By comparison, fellow London-listed airline easyJet saw its share price plunge by over 12%, although that was also in part due to its rejection of a takeover bid by Hungarian discount carrier Wizz Air Holdings.
Why are analysts still bullish about IAG?
Overall, IAG shares remain in bearish territory, having lost over 13% of its market cap in the last one month alone.
The latest market research shows that out of 29 analysts, 21 rated IAG shares ‘buy’, seven suggested ‘hold’, and one recommended ‘sell’. Their average 12-month target price stood at 230.53 pence per share, according to Bloomberg data.

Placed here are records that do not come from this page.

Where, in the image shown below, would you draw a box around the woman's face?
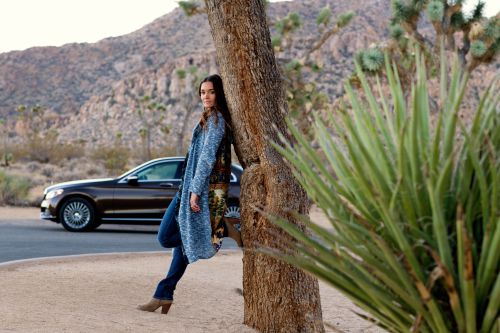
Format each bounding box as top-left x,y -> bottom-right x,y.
200,81 -> 216,108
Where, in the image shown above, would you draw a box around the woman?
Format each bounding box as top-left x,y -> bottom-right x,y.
137,75 -> 242,314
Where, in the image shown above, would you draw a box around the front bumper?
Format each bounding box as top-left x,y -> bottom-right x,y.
40,200 -> 57,221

Bullish research teams with ‘buy’ or ‘overweight’ calls included Barclays with a 230p target, Liberum with a 215p target, and Credit Suisse with a 256p target. HSBC suggested ‘buy’, but cut its target to 220p, from 240p.
Some research teams are seeing ‘attractive valuations’ for UK airline stocks, which had been volatile of late amid concerns of new travel curbs, Reuters reported.
Credit Suisse analysts believe IAG has about four more years of cash-burn coverage and thus should not need to raise equity this year.
However, IAG’s position ‘is heavily dependent on the transatlantic market fully reopening, meaning leverage may peak in late winter’, they wrote.
JPMorgan maintained a long-term ‘overweight’ rating due to IAG’s ‘very low’ valuation multiples, but flagged that IAG’s recovery could be slower than expected.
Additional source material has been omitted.